JAKARTA (Arrahmah.com) – Terdakwa kasus terorisme Aceh, Ustadz Abdullah Sunata dalam eksepsinya menilai dakwaan terhadap dirinya dibuat Jaksa Penuntut Umum (JPU) secara sembrono, terkesan kabur, tidak jelas, tidak cermat dan tidak lengkap (obscuur libel).
Sidang lanjutan Ustadz Abdullah Sunata, terdakwa yang diduga terlibat kasus terorisme di Aceh kembali digelar, Rabu (5/1/2011), dengan agenda pembacaan Eksepsi (nota keberatan) terhadap Surat Dakwaan Jaksa Penuntut Umum (JPU) dalam persidangan sebelumnya (14/12/2010).
Dalam eksepsinya, tim kuasa hukum Ustadz Abdullah Sunata dari Tim Pengacara Muslim (TPM), membeberkan tatacara pemeriksaan (penyidikan) yang tidak memenuhi persyaratan yang ditentukan oleh undang-undang.
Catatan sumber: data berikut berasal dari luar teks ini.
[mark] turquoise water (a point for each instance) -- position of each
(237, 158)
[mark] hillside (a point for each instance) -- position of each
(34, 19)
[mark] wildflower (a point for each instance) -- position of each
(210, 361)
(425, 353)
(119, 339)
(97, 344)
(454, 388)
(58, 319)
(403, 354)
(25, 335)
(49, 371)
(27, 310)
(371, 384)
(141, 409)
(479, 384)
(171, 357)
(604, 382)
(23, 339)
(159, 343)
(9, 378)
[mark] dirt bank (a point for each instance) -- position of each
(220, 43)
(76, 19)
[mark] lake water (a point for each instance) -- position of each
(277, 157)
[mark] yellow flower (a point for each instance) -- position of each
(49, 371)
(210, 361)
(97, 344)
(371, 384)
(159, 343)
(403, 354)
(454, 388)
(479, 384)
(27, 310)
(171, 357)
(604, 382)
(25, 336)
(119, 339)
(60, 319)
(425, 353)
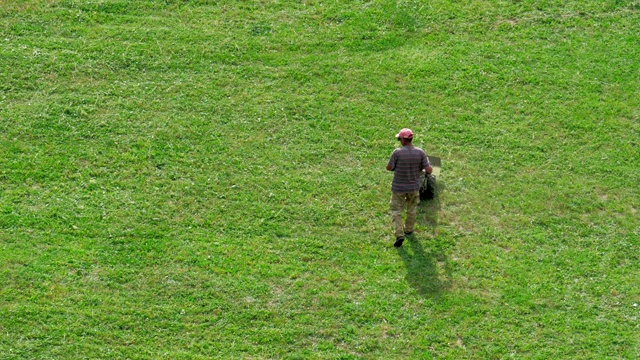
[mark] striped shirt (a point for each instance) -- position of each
(407, 163)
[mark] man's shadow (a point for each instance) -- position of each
(427, 268)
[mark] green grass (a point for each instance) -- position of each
(205, 179)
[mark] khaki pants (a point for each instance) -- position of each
(398, 203)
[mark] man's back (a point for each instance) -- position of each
(407, 164)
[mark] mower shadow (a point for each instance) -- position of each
(422, 268)
(423, 264)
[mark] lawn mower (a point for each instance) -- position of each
(428, 181)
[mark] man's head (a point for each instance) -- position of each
(405, 135)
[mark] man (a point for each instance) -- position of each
(407, 164)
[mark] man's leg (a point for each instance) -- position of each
(397, 205)
(412, 200)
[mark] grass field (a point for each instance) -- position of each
(205, 179)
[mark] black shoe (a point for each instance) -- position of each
(399, 241)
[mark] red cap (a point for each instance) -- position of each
(405, 134)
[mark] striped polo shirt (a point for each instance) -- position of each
(407, 163)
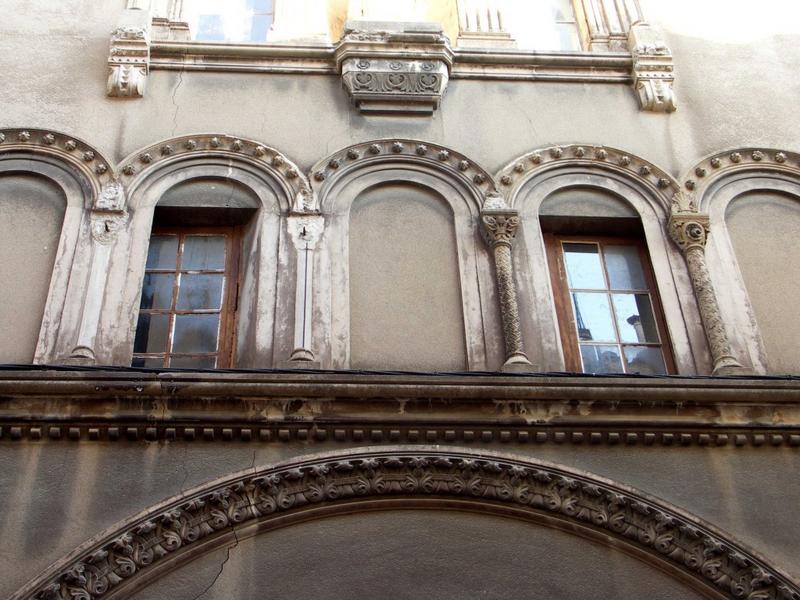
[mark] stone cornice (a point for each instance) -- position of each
(140, 549)
(96, 405)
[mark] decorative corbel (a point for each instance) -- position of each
(128, 62)
(689, 230)
(653, 74)
(305, 231)
(500, 225)
(106, 219)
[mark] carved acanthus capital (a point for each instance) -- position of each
(404, 71)
(305, 230)
(128, 62)
(105, 225)
(689, 230)
(500, 227)
(653, 71)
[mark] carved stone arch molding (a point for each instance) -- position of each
(528, 180)
(708, 189)
(128, 556)
(460, 182)
(281, 189)
(94, 208)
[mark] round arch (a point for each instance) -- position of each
(712, 185)
(463, 185)
(649, 190)
(165, 536)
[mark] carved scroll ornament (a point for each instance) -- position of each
(132, 553)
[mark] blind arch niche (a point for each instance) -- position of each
(405, 294)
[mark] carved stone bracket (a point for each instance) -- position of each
(689, 230)
(653, 75)
(132, 553)
(128, 62)
(390, 70)
(500, 227)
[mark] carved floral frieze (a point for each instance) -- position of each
(131, 554)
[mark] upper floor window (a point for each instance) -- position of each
(609, 314)
(186, 314)
(229, 21)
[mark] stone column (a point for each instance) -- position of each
(305, 231)
(106, 219)
(500, 227)
(690, 230)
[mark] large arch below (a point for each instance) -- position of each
(140, 550)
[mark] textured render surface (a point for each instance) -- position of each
(31, 213)
(742, 491)
(411, 554)
(766, 260)
(405, 295)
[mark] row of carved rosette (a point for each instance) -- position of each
(401, 72)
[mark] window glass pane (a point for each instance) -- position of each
(645, 360)
(147, 362)
(593, 317)
(193, 362)
(202, 252)
(600, 359)
(624, 268)
(200, 291)
(157, 290)
(163, 252)
(196, 333)
(635, 318)
(583, 266)
(152, 333)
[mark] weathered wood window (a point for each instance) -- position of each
(609, 314)
(187, 309)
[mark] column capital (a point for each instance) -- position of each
(500, 226)
(689, 229)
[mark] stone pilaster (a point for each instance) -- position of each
(500, 227)
(690, 230)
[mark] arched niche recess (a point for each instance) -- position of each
(609, 184)
(49, 181)
(213, 176)
(453, 482)
(752, 197)
(405, 290)
(447, 181)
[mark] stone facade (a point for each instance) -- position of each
(453, 154)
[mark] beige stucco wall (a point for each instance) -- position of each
(764, 229)
(31, 213)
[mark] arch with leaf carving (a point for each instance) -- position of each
(649, 190)
(710, 186)
(461, 183)
(87, 181)
(160, 539)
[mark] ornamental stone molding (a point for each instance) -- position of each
(77, 154)
(653, 71)
(712, 168)
(662, 185)
(394, 67)
(139, 550)
(141, 163)
(128, 62)
(325, 173)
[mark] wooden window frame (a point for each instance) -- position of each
(226, 347)
(563, 303)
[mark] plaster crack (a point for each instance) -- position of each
(222, 565)
(175, 103)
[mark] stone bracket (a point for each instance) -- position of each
(386, 70)
(128, 62)
(653, 73)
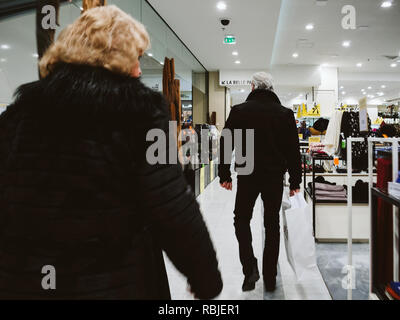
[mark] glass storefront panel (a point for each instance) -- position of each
(18, 62)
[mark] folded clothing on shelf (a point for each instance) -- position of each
(328, 187)
(325, 190)
(344, 170)
(393, 290)
(336, 194)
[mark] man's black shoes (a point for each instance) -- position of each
(270, 285)
(249, 282)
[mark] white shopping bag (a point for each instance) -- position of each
(298, 234)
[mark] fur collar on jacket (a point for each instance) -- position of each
(93, 91)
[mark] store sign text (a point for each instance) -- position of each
(235, 82)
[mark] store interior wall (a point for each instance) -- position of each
(199, 106)
(18, 63)
(217, 99)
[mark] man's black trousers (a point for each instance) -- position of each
(248, 189)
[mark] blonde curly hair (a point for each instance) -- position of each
(102, 37)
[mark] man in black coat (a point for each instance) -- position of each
(276, 150)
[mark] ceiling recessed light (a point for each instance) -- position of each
(386, 4)
(346, 44)
(221, 5)
(310, 26)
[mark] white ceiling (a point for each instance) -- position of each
(367, 46)
(269, 32)
(196, 22)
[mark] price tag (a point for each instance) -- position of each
(202, 180)
(336, 161)
(314, 139)
(363, 115)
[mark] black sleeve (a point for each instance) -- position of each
(175, 217)
(224, 167)
(293, 157)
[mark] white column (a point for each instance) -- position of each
(327, 94)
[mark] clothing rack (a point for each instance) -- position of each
(374, 194)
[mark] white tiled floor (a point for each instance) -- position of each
(217, 207)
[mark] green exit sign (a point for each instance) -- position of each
(230, 40)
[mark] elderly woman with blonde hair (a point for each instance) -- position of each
(77, 193)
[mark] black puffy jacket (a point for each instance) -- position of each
(77, 193)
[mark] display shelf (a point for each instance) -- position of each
(309, 191)
(380, 292)
(385, 196)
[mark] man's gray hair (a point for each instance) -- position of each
(262, 80)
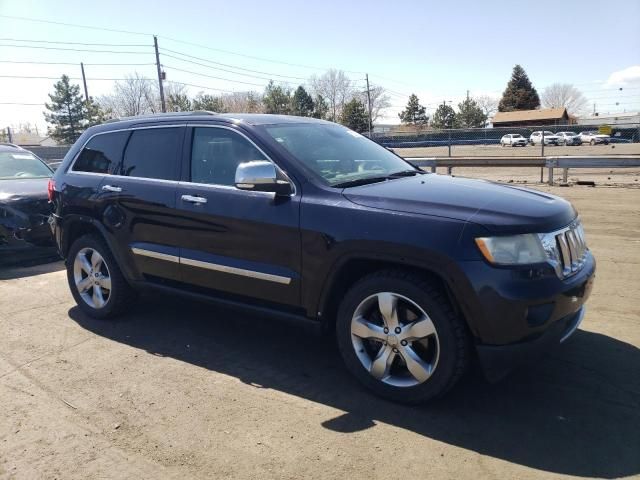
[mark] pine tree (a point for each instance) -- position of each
(414, 113)
(320, 108)
(444, 117)
(519, 94)
(276, 99)
(354, 116)
(470, 115)
(67, 112)
(178, 102)
(301, 103)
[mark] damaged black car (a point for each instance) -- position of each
(24, 207)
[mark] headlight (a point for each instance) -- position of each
(513, 250)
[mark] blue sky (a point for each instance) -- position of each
(435, 49)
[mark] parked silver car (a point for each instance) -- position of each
(513, 139)
(594, 138)
(549, 138)
(568, 138)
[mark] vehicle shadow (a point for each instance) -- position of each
(48, 262)
(576, 412)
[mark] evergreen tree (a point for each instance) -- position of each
(354, 116)
(519, 94)
(301, 103)
(276, 99)
(444, 117)
(320, 108)
(208, 102)
(178, 102)
(470, 114)
(414, 113)
(95, 114)
(67, 112)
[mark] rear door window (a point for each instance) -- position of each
(152, 153)
(102, 154)
(216, 154)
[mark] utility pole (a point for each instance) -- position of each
(84, 82)
(155, 45)
(368, 102)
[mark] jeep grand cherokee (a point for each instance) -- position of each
(419, 274)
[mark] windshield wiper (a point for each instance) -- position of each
(364, 181)
(406, 173)
(360, 181)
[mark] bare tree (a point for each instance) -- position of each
(136, 95)
(488, 104)
(379, 101)
(336, 88)
(564, 95)
(242, 102)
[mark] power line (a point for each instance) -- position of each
(76, 43)
(162, 50)
(212, 76)
(74, 63)
(252, 56)
(224, 70)
(26, 19)
(76, 49)
(29, 77)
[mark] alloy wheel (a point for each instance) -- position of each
(92, 278)
(395, 340)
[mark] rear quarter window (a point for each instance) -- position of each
(102, 154)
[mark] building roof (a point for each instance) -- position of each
(530, 115)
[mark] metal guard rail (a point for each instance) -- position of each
(550, 163)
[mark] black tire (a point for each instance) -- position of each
(120, 296)
(452, 336)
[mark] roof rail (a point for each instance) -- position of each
(162, 115)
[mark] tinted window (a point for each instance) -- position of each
(216, 154)
(336, 153)
(102, 154)
(152, 153)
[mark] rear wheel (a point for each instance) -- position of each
(399, 336)
(95, 279)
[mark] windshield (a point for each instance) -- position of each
(337, 154)
(14, 165)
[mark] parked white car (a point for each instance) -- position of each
(569, 138)
(549, 138)
(513, 139)
(594, 138)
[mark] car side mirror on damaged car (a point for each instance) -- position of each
(262, 176)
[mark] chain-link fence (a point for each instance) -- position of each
(534, 140)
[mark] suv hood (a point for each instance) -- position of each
(500, 208)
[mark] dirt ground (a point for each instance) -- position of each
(182, 390)
(497, 150)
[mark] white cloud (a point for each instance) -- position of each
(625, 77)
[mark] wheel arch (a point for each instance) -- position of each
(76, 226)
(350, 269)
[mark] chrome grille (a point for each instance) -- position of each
(572, 249)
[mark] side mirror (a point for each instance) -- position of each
(261, 176)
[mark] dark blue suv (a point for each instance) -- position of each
(420, 274)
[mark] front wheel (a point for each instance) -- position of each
(399, 336)
(95, 279)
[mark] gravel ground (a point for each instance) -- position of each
(178, 389)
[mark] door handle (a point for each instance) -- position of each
(193, 199)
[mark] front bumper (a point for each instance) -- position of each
(520, 313)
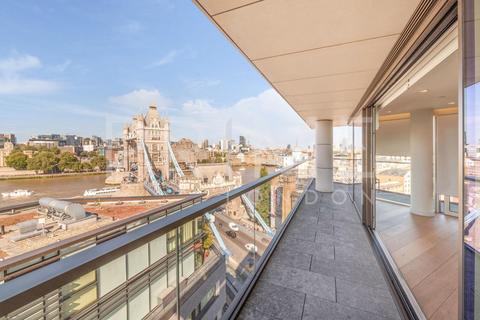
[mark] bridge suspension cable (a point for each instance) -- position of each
(175, 162)
(154, 186)
(256, 215)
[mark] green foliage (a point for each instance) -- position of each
(69, 162)
(263, 203)
(17, 160)
(208, 239)
(86, 166)
(45, 161)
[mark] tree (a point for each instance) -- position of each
(68, 162)
(17, 160)
(263, 203)
(208, 239)
(86, 166)
(45, 161)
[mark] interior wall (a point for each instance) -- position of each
(393, 138)
(447, 155)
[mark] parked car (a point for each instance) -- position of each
(251, 247)
(231, 234)
(233, 226)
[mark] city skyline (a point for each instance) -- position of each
(196, 78)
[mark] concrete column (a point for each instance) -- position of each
(421, 152)
(324, 156)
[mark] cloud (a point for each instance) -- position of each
(194, 84)
(13, 82)
(265, 120)
(131, 27)
(62, 66)
(166, 59)
(139, 100)
(18, 63)
(26, 86)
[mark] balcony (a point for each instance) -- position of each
(323, 266)
(316, 260)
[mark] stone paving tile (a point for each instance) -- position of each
(351, 250)
(277, 301)
(306, 235)
(323, 268)
(316, 309)
(301, 280)
(350, 269)
(292, 258)
(366, 298)
(250, 313)
(324, 250)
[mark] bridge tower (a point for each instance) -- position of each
(155, 132)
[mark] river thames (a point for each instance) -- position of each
(65, 187)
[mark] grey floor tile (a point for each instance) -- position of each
(374, 300)
(316, 308)
(305, 234)
(301, 280)
(292, 258)
(350, 269)
(324, 250)
(277, 301)
(249, 312)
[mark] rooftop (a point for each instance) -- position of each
(101, 214)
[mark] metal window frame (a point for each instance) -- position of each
(22, 290)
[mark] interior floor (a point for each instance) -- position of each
(425, 251)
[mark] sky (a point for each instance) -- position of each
(86, 67)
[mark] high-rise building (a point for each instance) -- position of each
(242, 141)
(7, 137)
Dimulai dari tingkat kepolisian, saat terdakwa masih berstatus tersangka atas dugaan telah melakukan tindak pidana terorisme, di mana terdakwa tidak mendapat hak-hak hukum sebagaimana mestinya.
“Bukan karena tidak didampingi penasihat hukum, akan tetapi tidak diberikan hak-haknya oleh penyidik untuk menentukan dan menunjuk penasihat hukum sendiri. Lalu memaksakan Asludin Hatjani cs yang merupakan bentukan oknum-oknum polri untuk menjadi kuasa hukumnya. Bahkan Asludin mengaku-ngaku sebagai Tim Pengacara Muslim, “ ungkap TPM.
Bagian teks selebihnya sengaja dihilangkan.